Program’s execution process
During the program’s execution, the following steps take place:
1) The given command-line-arguments are validated and the related variables are set. 2) The input-json-file is parsed and the id-url pairs are loaded in batches. 3) Each id-url pair is added to the “callableTasksList” and then is processed by one of the running threads. 4) For each id-url, the url is checked if it matches to some problematic url (which does not give the landing-page of the publication nor the full-text (or dataset) itself). 5) Each url gets ready to be connected.

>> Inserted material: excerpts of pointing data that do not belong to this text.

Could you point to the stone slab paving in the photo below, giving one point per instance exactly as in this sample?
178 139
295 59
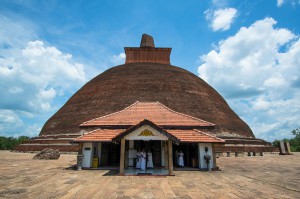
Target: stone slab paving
270 176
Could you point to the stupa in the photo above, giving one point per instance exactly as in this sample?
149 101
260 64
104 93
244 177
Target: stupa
146 76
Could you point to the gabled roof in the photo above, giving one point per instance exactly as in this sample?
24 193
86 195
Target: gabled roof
195 136
146 122
177 136
153 111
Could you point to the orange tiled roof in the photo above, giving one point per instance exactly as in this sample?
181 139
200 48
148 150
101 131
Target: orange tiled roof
104 135
153 111
194 136
100 135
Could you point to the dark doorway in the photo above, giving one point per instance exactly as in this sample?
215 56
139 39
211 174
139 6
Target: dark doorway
154 146
110 154
190 151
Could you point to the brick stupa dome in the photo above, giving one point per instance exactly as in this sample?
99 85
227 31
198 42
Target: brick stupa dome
146 76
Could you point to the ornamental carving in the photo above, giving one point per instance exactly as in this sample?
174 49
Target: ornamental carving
146 133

If it belongs to a “special-case” domain then a dedicated handler is applied and transforms it either to a full-text url or to a “workable” landing-page. 6) If the url gives a full-text (or dataset) file directly (even after redirections), the file will be saved (if such option is chosen) and the results will be queued to be written to the disk in due time. 7) If the url leads to a web-page, the following steps take place:
- The file-url presented in the < meta > (metadata) tags is checked for whether it actually gives the file.
- If the above step does not succeed, then the internal links are extracted from the page.

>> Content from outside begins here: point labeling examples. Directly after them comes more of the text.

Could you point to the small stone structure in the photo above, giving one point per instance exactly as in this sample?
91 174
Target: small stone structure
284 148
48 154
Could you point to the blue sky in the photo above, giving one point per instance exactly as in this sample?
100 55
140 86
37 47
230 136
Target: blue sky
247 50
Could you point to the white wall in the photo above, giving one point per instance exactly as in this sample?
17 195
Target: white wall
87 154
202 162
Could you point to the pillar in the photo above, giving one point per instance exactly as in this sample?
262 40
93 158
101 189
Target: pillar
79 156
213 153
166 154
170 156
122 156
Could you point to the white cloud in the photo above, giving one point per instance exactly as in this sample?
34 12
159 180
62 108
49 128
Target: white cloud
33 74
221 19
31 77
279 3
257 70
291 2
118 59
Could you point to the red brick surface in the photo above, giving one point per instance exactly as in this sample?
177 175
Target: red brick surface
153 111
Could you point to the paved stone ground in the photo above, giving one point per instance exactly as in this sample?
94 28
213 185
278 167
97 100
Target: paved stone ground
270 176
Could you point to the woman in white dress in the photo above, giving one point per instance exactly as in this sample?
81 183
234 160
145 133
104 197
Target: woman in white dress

- During the links-extraction process, some likely-to-be-fulltext-links (based on text-mining of the surrounding text) are picked-up and connected immediately.

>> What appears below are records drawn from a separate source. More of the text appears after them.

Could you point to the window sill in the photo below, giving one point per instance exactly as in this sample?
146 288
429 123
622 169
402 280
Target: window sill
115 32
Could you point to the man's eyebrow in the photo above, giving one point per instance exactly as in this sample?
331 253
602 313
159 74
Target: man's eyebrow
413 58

- Also, some invalid docUrls or irrelevant urls are identified and blocked before we give them a chance to be connected.
- After the extraction process, we loop through the internal-links list, identify some potential docOrDataset urls and check those first, before checking the rest.
- If a docUrl is verified, step 6 takes place. Otherwise, the negative result will be checked for its “re-triable status” and written to the disc in due time. 8) Once all records of a batch are processed the results of those records are written to the output-file. 9) Once all batches have finished being processed, the program exits.